Homecoming
Two months. It had been two months since I’d been in his presence, and I was more than anxious. I’d flushed the Tylenol 3′s the night before, knowing I had a tendency for abusing them, especially in his company, and I was sure he hadn’t been sober. He’d been smoking synthetic to pass a drug test if I wanted him to, but I wouldn’t make him.
“He looks just like his father,” Rita smiled the words. “Have you looked at baby pictures? Does he look like Autumn? Does he look like you when you were a baby?”
“I haven’t,” I said. I tried to keep all my sentences short with his mother. Who knew what she would turn around on me?
Mark and Jim were hauling in Jim’s garbage bags of stuff he’d had, and a few of our boxes we’d left at their house. Things I had worked to get on my own in the past two months: a few pots and pans, dishes, towels. Little household things you forget about until you don’t have them. I’d been substitute teaching and making just two hundred bucks a month, but I made it work and had an apartment for me and Autumn and baby Jordan in public housing. It wasn’t posh but it was mine. And I felt free.
For weeks, I had prayed that he would come back to me a changed man. I prayed that he would be honest. I’d hoped he’d get a job and a home for us, and we would come to live with him. Of course, that wasn’t what he wanted.
“I have some stipulations, though, when you come,” I’d said on the phone. A call I had made. He never called.
“I understand, and, like I said--”
“No, I’m serious. You can stay here for two weeks to see Jordan but then you have to go to the shelter and get your own place and whenever I see that you are being an adult we will come be with you.”
“Yea..." Pause. Feign listening. Change the subject. "I talked to Bobby today. Him and Malory are doing well.”
I fought the urge to tell him again my requirements.
A few days before I went to the hospital I told Jim to wait to come down. “Why don’t you work until the end of the week and make more money. We’ll need it. And then you come down and be with us.”
“I want to be there,” he’d said, but there was no fight. He accepted the terms, and four days after Jordan’s birth, here I sat in my little living room, wishing with all my being he was not coming back.
What had I been pining for all that time? When I wasn’t focused on how lonely I thought I was, I felt so free. Why had I been so intent on having him at home? I’d realized how little I needed him in that delivery room, but it seemed too late to tell him to stay with his mom and dad. They wouldn’t have him anyway. He’s good at wearing people out, burning bridges, using people up.

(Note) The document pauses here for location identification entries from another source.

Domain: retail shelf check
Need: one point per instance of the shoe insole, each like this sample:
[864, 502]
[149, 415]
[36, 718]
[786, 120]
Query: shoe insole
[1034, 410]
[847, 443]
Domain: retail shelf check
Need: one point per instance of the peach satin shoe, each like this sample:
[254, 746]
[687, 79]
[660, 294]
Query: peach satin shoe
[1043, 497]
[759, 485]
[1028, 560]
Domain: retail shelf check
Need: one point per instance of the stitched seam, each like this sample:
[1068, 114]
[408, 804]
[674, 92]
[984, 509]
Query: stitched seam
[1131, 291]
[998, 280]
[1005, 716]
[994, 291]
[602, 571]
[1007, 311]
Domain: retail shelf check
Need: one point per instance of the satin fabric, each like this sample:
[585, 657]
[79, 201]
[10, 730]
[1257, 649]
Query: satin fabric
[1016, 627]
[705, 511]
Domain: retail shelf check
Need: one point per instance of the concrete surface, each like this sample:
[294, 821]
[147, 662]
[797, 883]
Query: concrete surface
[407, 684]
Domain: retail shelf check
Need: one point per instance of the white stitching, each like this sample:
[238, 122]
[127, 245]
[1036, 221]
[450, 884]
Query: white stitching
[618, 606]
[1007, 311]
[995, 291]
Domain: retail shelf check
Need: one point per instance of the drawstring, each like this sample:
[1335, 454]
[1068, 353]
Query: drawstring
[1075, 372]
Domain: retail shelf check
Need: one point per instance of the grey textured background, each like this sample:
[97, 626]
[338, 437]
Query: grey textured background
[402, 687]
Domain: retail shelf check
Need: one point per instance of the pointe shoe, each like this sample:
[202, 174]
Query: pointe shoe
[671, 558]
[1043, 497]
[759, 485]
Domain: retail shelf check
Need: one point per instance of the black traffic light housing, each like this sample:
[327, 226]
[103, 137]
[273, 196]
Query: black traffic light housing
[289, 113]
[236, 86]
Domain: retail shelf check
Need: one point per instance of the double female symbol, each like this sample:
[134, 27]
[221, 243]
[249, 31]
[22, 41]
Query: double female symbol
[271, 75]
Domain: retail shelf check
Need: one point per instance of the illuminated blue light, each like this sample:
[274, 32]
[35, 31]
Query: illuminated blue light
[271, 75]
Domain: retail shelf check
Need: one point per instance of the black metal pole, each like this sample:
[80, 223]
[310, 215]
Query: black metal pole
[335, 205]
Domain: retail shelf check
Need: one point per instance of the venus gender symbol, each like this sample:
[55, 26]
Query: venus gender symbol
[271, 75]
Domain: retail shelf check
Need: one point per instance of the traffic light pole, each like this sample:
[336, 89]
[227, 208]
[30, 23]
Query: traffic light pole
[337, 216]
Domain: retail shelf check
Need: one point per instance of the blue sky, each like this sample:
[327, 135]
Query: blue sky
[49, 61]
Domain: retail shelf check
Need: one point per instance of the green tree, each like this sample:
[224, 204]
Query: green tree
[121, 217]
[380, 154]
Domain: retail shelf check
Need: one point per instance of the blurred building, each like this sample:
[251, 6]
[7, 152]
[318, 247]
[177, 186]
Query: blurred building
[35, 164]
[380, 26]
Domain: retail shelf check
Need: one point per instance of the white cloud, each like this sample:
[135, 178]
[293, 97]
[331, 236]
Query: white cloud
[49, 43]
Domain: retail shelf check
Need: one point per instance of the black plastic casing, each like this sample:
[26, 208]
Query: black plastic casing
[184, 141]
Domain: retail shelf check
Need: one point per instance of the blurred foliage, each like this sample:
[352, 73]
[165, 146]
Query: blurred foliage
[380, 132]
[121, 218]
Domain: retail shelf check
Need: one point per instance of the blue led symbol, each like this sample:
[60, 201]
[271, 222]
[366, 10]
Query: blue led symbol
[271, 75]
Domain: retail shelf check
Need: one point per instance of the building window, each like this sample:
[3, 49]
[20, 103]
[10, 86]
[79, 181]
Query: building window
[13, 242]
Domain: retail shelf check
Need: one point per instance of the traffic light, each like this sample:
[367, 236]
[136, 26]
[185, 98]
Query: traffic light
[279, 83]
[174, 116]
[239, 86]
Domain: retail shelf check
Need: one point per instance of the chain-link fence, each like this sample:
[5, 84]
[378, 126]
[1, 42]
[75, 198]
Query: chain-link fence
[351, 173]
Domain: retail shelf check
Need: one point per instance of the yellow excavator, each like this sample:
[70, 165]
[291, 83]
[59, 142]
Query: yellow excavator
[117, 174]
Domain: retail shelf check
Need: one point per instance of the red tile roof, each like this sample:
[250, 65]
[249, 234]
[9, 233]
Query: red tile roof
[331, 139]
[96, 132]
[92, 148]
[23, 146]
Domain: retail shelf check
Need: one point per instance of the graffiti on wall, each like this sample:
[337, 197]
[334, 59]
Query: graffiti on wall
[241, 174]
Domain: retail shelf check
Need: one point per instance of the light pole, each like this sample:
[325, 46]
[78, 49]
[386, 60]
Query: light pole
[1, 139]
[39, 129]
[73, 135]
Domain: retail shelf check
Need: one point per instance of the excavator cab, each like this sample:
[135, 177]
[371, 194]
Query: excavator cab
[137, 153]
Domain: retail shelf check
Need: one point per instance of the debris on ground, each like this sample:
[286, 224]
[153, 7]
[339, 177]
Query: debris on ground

The tension thickened as they brought up the last of the boxes and I was forced into conversation about how my life had been going and what I had been up to these two months. I snipped through it and spent as much time talking about Autumn and the pregnancy as possible, but I wasn’t my usual conversational self. Jim’s elephant filled up the room for me. Had he been sober? Had he really spent all the money my grandparents and sent to bail him out of his legal mess on “food and taking care of himself?” Had he really not been able to find a job? Day labor was all he could get and that money, too, went to food? Not that he had paid anything to our debt or any of his fines.
When Mark and Rita finally left, Jim hugged me, and the warmth I had hoped for was sand paper.
I guess that’s what “they” mean then, when they say, “be careful what you wish for.” I had cried in hospital waiting rooms watching children entertained by their fathers while their expectant mothers were in the office. I had wept in my bed clutching his pillow, but in the moment when you would expect one to wish they were clinging to their husband, as I squatted, pushing his son’s life into fruition, I was grateful he wasn’t there.
I chose to try to think of his return was the beginning of our new life together. Really, it was the beginning of the end, but that was two years in the making.